Di Kabupaten Banyuwangi misalnya, ada Kiai Mahmud alias Bung Rewel yang memiliki Orkes Melayu Bintang Sembilan. Setiap manggung, orkes ini selalu membawakan nyanyian dan juga cerita sandiwara yang bercerita tentang sejarah dan perjuangan Islam di masa lalu. Begitu juga di Pasuruan dengan Orkes Al-Asyubban (Bangil), dan lain sebagainya.
Lesbumi di derah juga dipenuhi dengan para seniman santri yang aktif dalam Ishari (Ikatan Seni Hadrah Republik Indonesia) yang hampir setiap mushalla dan masjid memiliki grup itu. Hadrah yang dikolaborasikan Samrah (seni rebana) mengkristal menjadi sebuah perpaduan musik indah.

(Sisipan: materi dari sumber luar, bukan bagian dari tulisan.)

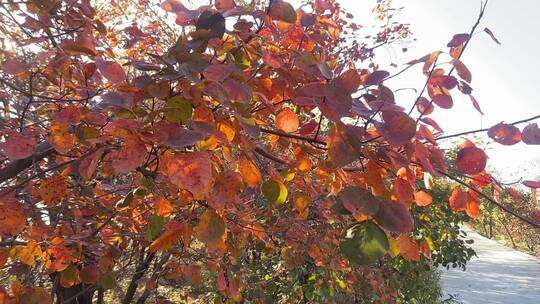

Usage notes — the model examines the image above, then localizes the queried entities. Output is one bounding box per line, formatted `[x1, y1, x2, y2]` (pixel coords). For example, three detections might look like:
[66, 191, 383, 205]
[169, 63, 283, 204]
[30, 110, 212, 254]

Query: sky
[340, 0, 540, 182]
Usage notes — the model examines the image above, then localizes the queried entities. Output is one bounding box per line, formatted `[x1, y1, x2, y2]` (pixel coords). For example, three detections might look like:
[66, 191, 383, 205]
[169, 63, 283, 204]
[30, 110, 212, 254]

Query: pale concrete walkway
[442, 228, 540, 304]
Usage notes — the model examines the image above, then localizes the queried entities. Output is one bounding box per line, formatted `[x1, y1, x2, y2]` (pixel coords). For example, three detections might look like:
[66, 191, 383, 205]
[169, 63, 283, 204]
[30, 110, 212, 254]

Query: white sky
[340, 0, 540, 181]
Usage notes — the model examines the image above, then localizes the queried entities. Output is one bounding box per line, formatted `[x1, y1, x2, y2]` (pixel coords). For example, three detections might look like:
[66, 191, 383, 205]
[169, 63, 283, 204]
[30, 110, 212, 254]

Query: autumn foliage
[0, 0, 540, 303]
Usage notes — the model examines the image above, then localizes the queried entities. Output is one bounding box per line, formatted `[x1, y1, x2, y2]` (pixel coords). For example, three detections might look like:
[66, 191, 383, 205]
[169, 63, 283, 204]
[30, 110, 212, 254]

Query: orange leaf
[375, 201, 414, 233]
[193, 209, 225, 246]
[0, 130, 36, 160]
[238, 155, 262, 188]
[414, 191, 433, 206]
[149, 222, 190, 252]
[156, 197, 174, 216]
[448, 187, 468, 211]
[396, 234, 420, 261]
[96, 58, 126, 84]
[108, 136, 147, 174]
[276, 108, 300, 133]
[0, 198, 27, 236]
[488, 122, 521, 145]
[456, 141, 487, 174]
[167, 152, 213, 199]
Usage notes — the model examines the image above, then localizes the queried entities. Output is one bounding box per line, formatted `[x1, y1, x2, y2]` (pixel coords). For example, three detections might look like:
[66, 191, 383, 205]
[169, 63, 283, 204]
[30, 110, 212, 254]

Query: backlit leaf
[447, 33, 470, 47]
[377, 111, 416, 146]
[488, 122, 521, 145]
[167, 152, 213, 199]
[375, 201, 414, 233]
[339, 221, 390, 264]
[521, 123, 540, 145]
[521, 180, 540, 189]
[448, 187, 469, 211]
[452, 59, 472, 82]
[338, 187, 381, 218]
[193, 209, 225, 246]
[203, 64, 234, 81]
[0, 131, 36, 160]
[456, 141, 487, 174]
[261, 180, 288, 205]
[268, 0, 296, 23]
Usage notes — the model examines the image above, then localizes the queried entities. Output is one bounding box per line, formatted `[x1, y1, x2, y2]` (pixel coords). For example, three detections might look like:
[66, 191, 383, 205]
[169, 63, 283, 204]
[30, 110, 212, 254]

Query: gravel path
[442, 228, 540, 304]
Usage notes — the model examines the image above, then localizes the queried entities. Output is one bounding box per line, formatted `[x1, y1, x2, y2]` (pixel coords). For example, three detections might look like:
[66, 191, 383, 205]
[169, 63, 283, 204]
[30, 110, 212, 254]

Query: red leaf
[109, 138, 147, 173]
[167, 152, 213, 199]
[529, 209, 540, 222]
[521, 123, 540, 145]
[452, 59, 472, 82]
[471, 172, 493, 188]
[317, 82, 352, 121]
[456, 141, 487, 174]
[506, 187, 523, 201]
[276, 108, 300, 133]
[0, 56, 30, 75]
[484, 27, 501, 45]
[0, 130, 36, 160]
[377, 111, 416, 146]
[416, 97, 435, 115]
[339, 187, 381, 217]
[488, 122, 521, 145]
[332, 69, 362, 94]
[392, 178, 414, 203]
[263, 52, 283, 69]
[375, 201, 414, 233]
[77, 148, 104, 180]
[422, 117, 443, 132]
[465, 195, 480, 219]
[446, 33, 470, 47]
[268, 0, 296, 23]
[203, 64, 234, 81]
[216, 0, 235, 11]
[521, 180, 540, 189]
[366, 70, 390, 86]
[414, 191, 433, 206]
[96, 58, 126, 84]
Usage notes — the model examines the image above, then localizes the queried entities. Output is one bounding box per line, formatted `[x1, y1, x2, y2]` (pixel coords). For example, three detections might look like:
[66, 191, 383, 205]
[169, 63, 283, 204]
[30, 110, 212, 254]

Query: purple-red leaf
[521, 123, 540, 145]
[488, 122, 521, 145]
[446, 33, 470, 47]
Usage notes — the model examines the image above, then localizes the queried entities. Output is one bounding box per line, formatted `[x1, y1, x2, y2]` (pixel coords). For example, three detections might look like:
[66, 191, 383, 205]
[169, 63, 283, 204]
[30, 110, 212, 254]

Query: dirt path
[442, 228, 540, 304]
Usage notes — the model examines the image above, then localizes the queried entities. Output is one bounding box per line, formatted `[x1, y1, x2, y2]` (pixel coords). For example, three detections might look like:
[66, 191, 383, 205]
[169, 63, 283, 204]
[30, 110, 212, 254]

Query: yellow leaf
[238, 156, 262, 188]
[194, 209, 225, 246]
[156, 197, 174, 216]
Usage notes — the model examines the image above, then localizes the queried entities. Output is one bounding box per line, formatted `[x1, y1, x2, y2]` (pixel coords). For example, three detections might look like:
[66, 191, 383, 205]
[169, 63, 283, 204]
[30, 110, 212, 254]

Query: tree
[0, 0, 540, 303]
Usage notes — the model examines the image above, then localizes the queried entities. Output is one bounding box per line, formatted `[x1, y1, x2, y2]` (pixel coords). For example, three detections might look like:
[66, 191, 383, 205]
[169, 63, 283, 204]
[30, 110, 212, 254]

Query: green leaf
[164, 95, 193, 123]
[261, 180, 288, 205]
[339, 221, 390, 264]
[146, 215, 165, 241]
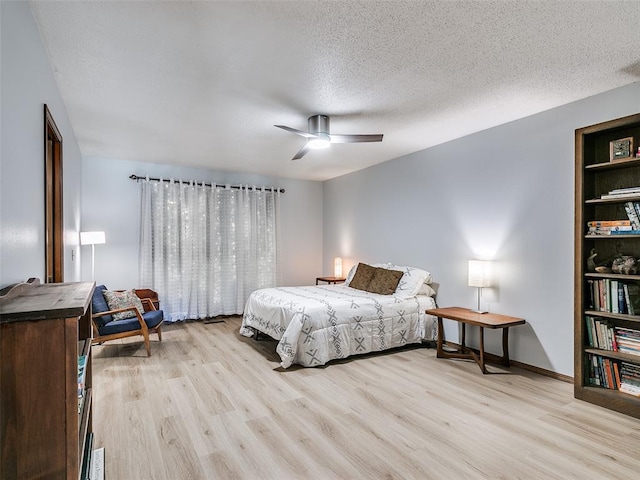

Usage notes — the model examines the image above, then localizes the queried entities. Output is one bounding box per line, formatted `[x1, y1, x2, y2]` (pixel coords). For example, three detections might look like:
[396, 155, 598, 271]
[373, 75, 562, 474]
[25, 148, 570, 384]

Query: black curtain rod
[129, 174, 284, 193]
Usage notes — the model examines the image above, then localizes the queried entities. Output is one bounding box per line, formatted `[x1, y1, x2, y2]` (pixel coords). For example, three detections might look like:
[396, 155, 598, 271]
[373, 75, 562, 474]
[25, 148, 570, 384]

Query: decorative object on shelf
[333, 257, 342, 278]
[609, 137, 633, 161]
[611, 255, 638, 275]
[587, 248, 611, 273]
[468, 260, 493, 313]
[80, 232, 107, 280]
[567, 113, 640, 418]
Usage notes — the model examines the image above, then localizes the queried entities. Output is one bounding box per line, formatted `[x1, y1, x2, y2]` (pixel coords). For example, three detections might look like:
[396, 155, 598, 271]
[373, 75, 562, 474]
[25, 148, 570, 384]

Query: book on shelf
[609, 187, 640, 195]
[624, 202, 640, 230]
[587, 219, 631, 227]
[585, 315, 618, 352]
[585, 353, 622, 390]
[600, 191, 640, 199]
[78, 355, 87, 398]
[615, 327, 640, 356]
[620, 362, 640, 397]
[89, 447, 104, 480]
[80, 432, 93, 480]
[587, 278, 640, 315]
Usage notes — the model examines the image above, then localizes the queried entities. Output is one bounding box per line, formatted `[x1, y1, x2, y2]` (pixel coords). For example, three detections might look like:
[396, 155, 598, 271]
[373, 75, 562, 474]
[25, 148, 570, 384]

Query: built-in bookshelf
[574, 114, 640, 418]
[0, 279, 94, 480]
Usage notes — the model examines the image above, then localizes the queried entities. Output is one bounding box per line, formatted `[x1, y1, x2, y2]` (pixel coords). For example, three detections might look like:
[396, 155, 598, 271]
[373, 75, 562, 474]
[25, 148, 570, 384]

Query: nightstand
[316, 277, 346, 285]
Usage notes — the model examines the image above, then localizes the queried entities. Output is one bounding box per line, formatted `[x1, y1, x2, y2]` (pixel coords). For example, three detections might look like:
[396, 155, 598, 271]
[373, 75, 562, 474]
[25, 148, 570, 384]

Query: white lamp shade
[333, 257, 342, 278]
[469, 260, 492, 288]
[80, 232, 107, 245]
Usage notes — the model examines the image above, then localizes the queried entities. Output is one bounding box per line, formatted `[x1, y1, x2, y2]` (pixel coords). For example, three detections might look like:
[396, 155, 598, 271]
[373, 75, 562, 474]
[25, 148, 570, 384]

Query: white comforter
[240, 285, 437, 368]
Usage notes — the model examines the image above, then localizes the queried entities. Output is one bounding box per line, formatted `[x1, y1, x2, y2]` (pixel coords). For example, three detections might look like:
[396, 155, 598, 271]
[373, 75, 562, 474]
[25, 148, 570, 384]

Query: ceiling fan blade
[330, 133, 382, 143]
[291, 144, 311, 160]
[274, 125, 317, 138]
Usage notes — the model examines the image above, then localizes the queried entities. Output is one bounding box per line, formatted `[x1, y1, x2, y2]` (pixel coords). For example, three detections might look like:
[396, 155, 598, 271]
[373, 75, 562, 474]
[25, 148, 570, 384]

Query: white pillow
[418, 283, 436, 297]
[373, 263, 435, 298]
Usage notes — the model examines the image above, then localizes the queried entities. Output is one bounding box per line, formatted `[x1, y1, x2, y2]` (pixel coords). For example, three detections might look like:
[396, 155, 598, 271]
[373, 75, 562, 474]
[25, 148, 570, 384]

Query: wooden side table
[316, 277, 346, 285]
[426, 307, 526, 373]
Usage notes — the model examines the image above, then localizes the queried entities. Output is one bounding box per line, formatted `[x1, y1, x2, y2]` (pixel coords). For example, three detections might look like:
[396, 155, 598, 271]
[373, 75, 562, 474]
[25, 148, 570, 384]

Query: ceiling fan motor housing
[308, 115, 329, 136]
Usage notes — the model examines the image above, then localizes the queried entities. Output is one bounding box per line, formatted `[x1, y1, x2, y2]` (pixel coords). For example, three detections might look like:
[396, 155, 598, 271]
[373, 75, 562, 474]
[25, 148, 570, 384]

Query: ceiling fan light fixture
[307, 133, 331, 150]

Seniman santri yang mampu mengelaborasikan berbagai instrumen sehingga menjelma menjadi seni musik yang dapat dinikmati oleh semua kalangan sebut saja seperti Rhoma Irama, penyanyi dan pencipta lagi religi Opick, grup band Wali, Kiai Kanjeng, Ki Ageng Ganjur, dan lain sebagainya. Kesenian ini terus dijaga agar tetap menjadi instrumen dakwah efektif di tengah perubahan zaman.
Selain membahas geliat seni santri, Majalah setebal 66 halaman ini juga seperti biasa menyajikan bacaan dan informasi menarik terkait dengan ke-NU-an, fikrah, pengajian tafsir, tasawuf, sejarah, serta sebuah uraian menarik dari Ketua Lesbumi PBNU KH Agus Sunyoto yang menyoroti Sastra Lisan Santri di Era Global. Selamat membaca!